You can always identify businesses process that can be vastly improved by AI by not only improving efficiencies but by finding new value streams.
“AI is not just about automation. If you are only automating, then you are commoditising, and giving up on innovation. It is not a cost savings exercise. In its essence, AI should be about finding new value streams.”
It is always those who understand that way to capitalise on new technology is not to commoditise but to improve value added – these are the ones who win.
Business users often think they buy solutions off the shelf and it will solve their problems, but you need to change your working processes, by gathering data continuously and improving your work processes – that is what it means to be agile after all.
Did we mention data? Data, data, data…
Businesses need to establish a data pipeline and bring in data from business operations effectively. That data then needs to be organised and housed in an effective way so that AI technologies can learn from it. Think: “well-structured data in a good form”.
Then companies need to tune their models on a regular basis to leverage these technologies. That is what Google and Facebook are doing every day. It needs to be monitored, and it has to be adjusted according to the changing business needs.
3 APPLICATIONS THAT ARE ALREADY AT YOUR DOORSTEP
#1 Natural language processing
The ability to process and analyse human language is a game changer
Companies have large amounts of unstructured data in the form of things like Word documents. AI can make them searchable, structure them, have a conversation around them, find forgotten data, and much more.
Although old in its origins, the deployment of natural language processing is a particularly exciting and vastly relatable application of AI (it is about something human after all). Imagine an application that could listen to your meetings, take notes, capture action points, set goals, and capture this in a database where it is searchable.
Natural language processing will likely prove to be a significant business disruptor. Or what about AI that can recommend minimum sentencing guidelines for a court case and give explanations as to why, awaiting approval/input from the presiding judge to confirm? The applications for interacting on such a level with something as human as
language are extraordinary.
A technology called Generative Pre-trained Transformer 3 (GPT-3) from OpenAI has been cited as actually creating text that is difficult to distinguish from content written by humans.
#2 Generative design
AI and creativity are friends
Generative design is a good example to demonstrate that it is not about replacing your design department, but about improving quality about equipping them with tools to make new things happen.

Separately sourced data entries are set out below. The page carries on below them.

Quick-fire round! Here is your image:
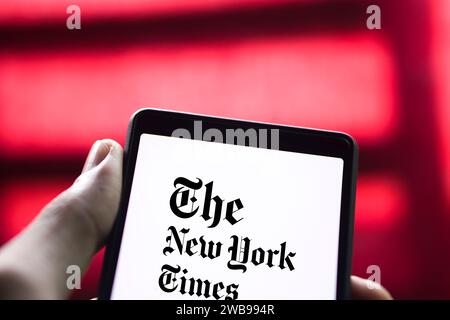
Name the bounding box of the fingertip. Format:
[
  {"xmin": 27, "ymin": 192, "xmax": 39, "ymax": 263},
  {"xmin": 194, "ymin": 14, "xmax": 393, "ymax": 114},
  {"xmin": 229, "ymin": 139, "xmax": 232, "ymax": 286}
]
[{"xmin": 350, "ymin": 276, "xmax": 393, "ymax": 300}]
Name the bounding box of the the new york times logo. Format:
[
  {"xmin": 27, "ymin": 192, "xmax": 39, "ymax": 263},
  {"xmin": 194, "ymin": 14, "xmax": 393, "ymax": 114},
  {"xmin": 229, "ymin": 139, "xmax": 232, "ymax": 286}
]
[
  {"xmin": 159, "ymin": 177, "xmax": 296, "ymax": 300},
  {"xmin": 172, "ymin": 121, "xmax": 280, "ymax": 150}
]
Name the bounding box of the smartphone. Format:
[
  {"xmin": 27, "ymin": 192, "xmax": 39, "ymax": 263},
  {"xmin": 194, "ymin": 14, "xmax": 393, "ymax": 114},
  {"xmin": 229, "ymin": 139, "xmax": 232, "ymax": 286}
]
[{"xmin": 99, "ymin": 109, "xmax": 357, "ymax": 300}]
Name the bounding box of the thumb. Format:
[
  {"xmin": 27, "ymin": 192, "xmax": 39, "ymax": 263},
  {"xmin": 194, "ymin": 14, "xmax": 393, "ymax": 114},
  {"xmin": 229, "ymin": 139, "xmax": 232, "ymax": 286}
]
[{"xmin": 0, "ymin": 140, "xmax": 123, "ymax": 299}]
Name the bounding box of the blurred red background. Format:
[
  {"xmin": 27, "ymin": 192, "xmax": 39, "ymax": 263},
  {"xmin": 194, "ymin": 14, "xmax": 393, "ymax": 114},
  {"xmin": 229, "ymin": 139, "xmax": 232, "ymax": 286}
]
[{"xmin": 0, "ymin": 0, "xmax": 450, "ymax": 299}]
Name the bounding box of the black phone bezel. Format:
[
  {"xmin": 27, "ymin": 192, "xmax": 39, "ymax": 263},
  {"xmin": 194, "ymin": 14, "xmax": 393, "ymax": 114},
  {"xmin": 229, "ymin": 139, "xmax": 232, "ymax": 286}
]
[{"xmin": 98, "ymin": 109, "xmax": 358, "ymax": 300}]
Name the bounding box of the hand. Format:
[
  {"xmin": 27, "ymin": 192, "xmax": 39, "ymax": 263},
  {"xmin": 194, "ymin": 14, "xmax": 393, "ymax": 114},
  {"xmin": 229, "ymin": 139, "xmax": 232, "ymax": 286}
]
[{"xmin": 0, "ymin": 140, "xmax": 391, "ymax": 299}]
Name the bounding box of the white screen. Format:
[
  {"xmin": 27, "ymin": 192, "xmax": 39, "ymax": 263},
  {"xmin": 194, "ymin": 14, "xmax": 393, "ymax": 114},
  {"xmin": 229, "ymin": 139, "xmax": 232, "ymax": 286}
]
[{"xmin": 111, "ymin": 134, "xmax": 343, "ymax": 300}]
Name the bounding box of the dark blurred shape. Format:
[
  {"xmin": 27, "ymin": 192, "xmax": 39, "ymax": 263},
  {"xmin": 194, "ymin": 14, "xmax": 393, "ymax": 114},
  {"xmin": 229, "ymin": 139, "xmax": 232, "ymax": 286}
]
[{"xmin": 0, "ymin": 0, "xmax": 450, "ymax": 298}]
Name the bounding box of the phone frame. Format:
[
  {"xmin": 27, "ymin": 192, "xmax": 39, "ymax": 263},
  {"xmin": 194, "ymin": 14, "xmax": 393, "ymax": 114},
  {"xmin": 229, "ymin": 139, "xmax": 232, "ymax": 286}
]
[{"xmin": 98, "ymin": 109, "xmax": 358, "ymax": 300}]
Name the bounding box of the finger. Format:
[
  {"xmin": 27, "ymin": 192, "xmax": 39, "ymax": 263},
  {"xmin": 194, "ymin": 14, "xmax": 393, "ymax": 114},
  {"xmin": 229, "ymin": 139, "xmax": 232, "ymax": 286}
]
[
  {"xmin": 0, "ymin": 140, "xmax": 123, "ymax": 299},
  {"xmin": 350, "ymin": 276, "xmax": 392, "ymax": 300}
]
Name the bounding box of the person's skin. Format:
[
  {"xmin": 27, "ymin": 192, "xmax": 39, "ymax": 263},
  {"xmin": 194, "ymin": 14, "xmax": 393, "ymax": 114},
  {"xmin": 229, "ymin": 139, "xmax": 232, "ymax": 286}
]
[{"xmin": 0, "ymin": 139, "xmax": 392, "ymax": 299}]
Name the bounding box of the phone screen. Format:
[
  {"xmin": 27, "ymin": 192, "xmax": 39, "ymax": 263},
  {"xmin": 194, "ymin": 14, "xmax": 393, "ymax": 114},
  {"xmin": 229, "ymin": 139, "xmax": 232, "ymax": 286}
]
[{"xmin": 111, "ymin": 134, "xmax": 344, "ymax": 300}]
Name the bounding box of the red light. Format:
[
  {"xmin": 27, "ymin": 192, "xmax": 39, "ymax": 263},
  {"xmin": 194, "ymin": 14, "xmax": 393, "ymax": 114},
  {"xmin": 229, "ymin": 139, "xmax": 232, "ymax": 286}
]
[
  {"xmin": 431, "ymin": 0, "xmax": 450, "ymax": 205},
  {"xmin": 0, "ymin": 35, "xmax": 396, "ymax": 155},
  {"xmin": 0, "ymin": 0, "xmax": 306, "ymax": 27},
  {"xmin": 355, "ymin": 175, "xmax": 408, "ymax": 231},
  {"xmin": 0, "ymin": 179, "xmax": 72, "ymax": 244}
]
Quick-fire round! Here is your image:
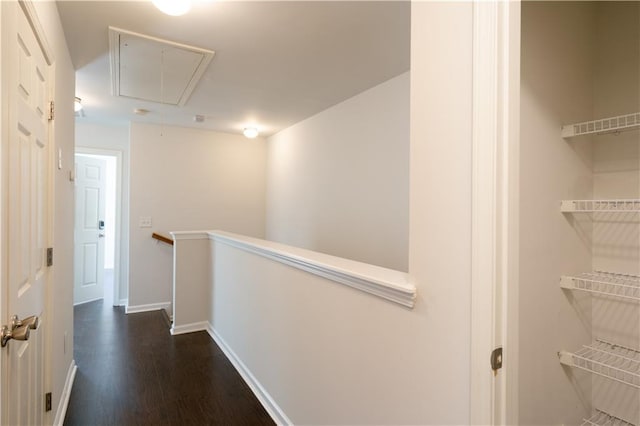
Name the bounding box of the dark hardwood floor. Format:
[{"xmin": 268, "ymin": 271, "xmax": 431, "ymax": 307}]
[{"xmin": 64, "ymin": 301, "xmax": 274, "ymax": 425}]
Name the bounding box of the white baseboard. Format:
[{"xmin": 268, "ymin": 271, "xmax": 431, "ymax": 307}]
[
  {"xmin": 53, "ymin": 360, "xmax": 78, "ymax": 426},
  {"xmin": 171, "ymin": 321, "xmax": 209, "ymax": 336},
  {"xmin": 125, "ymin": 302, "xmax": 171, "ymax": 314},
  {"xmin": 73, "ymin": 296, "xmax": 103, "ymax": 306},
  {"xmin": 206, "ymin": 323, "xmax": 293, "ymax": 425}
]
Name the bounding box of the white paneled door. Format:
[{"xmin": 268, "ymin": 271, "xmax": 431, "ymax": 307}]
[
  {"xmin": 73, "ymin": 155, "xmax": 111, "ymax": 304},
  {"xmin": 0, "ymin": 1, "xmax": 52, "ymax": 425}
]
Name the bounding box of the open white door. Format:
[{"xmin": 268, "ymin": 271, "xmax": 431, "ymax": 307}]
[
  {"xmin": 73, "ymin": 154, "xmax": 107, "ymax": 304},
  {"xmin": 470, "ymin": 0, "xmax": 520, "ymax": 425},
  {"xmin": 0, "ymin": 1, "xmax": 52, "ymax": 425}
]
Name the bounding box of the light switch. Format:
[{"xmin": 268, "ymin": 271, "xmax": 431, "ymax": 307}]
[{"xmin": 138, "ymin": 216, "xmax": 151, "ymax": 228}]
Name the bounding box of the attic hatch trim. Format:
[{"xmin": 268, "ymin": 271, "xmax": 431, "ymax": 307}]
[{"xmin": 109, "ymin": 26, "xmax": 215, "ymax": 106}]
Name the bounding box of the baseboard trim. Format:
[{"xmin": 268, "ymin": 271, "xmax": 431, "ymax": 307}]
[
  {"xmin": 124, "ymin": 302, "xmax": 171, "ymax": 314},
  {"xmin": 73, "ymin": 296, "xmax": 104, "ymax": 306},
  {"xmin": 171, "ymin": 321, "xmax": 209, "ymax": 336},
  {"xmin": 53, "ymin": 360, "xmax": 78, "ymax": 426},
  {"xmin": 206, "ymin": 322, "xmax": 293, "ymax": 425}
]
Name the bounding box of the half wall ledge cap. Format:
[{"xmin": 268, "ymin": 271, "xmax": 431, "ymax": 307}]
[
  {"xmin": 209, "ymin": 231, "xmax": 417, "ymax": 308},
  {"xmin": 169, "ymin": 231, "xmax": 211, "ymax": 241}
]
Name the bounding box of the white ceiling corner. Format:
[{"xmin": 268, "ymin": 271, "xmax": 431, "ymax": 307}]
[{"xmin": 109, "ymin": 26, "xmax": 215, "ymax": 106}]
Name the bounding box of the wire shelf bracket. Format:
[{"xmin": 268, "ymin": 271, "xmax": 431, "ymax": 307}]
[
  {"xmin": 558, "ymin": 340, "xmax": 640, "ymax": 389},
  {"xmin": 560, "ymin": 199, "xmax": 640, "ymax": 213},
  {"xmin": 562, "ymin": 112, "xmax": 640, "ymax": 138},
  {"xmin": 580, "ymin": 409, "xmax": 635, "ymax": 426},
  {"xmin": 560, "ymin": 271, "xmax": 640, "ymax": 302}
]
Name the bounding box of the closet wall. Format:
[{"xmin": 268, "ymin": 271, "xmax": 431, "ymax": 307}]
[{"xmin": 518, "ymin": 2, "xmax": 640, "ymax": 425}]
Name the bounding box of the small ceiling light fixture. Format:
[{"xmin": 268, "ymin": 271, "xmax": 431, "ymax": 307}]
[
  {"xmin": 151, "ymin": 0, "xmax": 191, "ymax": 16},
  {"xmin": 73, "ymin": 96, "xmax": 82, "ymax": 112},
  {"xmin": 242, "ymin": 127, "xmax": 258, "ymax": 139}
]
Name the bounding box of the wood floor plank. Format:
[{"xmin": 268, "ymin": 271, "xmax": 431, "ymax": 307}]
[{"xmin": 64, "ymin": 301, "xmax": 274, "ymax": 426}]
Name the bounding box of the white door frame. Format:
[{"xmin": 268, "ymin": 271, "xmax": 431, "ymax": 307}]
[
  {"xmin": 75, "ymin": 146, "xmax": 122, "ymax": 305},
  {"xmin": 470, "ymin": 0, "xmax": 520, "ymax": 425}
]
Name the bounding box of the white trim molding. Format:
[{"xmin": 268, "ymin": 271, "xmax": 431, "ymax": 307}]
[
  {"xmin": 125, "ymin": 302, "xmax": 171, "ymax": 314},
  {"xmin": 209, "ymin": 231, "xmax": 416, "ymax": 308},
  {"xmin": 169, "ymin": 231, "xmax": 211, "ymax": 241},
  {"xmin": 470, "ymin": 0, "xmax": 520, "ymax": 424},
  {"xmin": 171, "ymin": 321, "xmax": 209, "ymax": 336},
  {"xmin": 207, "ymin": 324, "xmax": 293, "ymax": 425},
  {"xmin": 53, "ymin": 359, "xmax": 78, "ymax": 426}
]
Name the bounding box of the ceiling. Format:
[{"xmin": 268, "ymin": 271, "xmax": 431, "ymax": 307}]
[{"xmin": 57, "ymin": 0, "xmax": 411, "ymax": 136}]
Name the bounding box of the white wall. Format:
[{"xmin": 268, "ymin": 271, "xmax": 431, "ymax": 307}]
[
  {"xmin": 267, "ymin": 72, "xmax": 409, "ymax": 271},
  {"xmin": 33, "ymin": 2, "xmax": 75, "ymax": 422},
  {"xmin": 128, "ymin": 123, "xmax": 266, "ymax": 308},
  {"xmin": 518, "ymin": 2, "xmax": 595, "ymax": 424},
  {"xmin": 76, "ymin": 118, "xmax": 130, "ymax": 305},
  {"xmin": 170, "ymin": 2, "xmax": 472, "ymax": 425}
]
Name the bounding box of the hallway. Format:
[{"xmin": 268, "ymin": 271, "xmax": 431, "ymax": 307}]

Generative design is very useful in industrial applications. Wings of planes have been designed by these statistical designs for a long time. A computer runs a simulation, greatly simplifying the design process.
An AI application can be given guidelines for a new airplane wing design and can then generate and design dozens of options.
“The actual designer can choose some of those options, and then the computer will design more based on that feedback, which entails a creative process between the designer and the computer. The designer can choose a last few and then do the final touches.”
#3 Predictive technologies
Predictive technologies can address critical business and real-world needs
Who doesn’t want a predictive model that can tell you the likelihood of something happening and when? The possibilities are endless, such as predicting failure in a manufacturing product, predicting a political or environmental event, and so forth.
AI technologies can extrapolate based on previous data to predict how and when events may occur.
In 5 years in R&D, these applications will have further interesting possibilities, such as in molecular research, where models can speed up searches rapidly.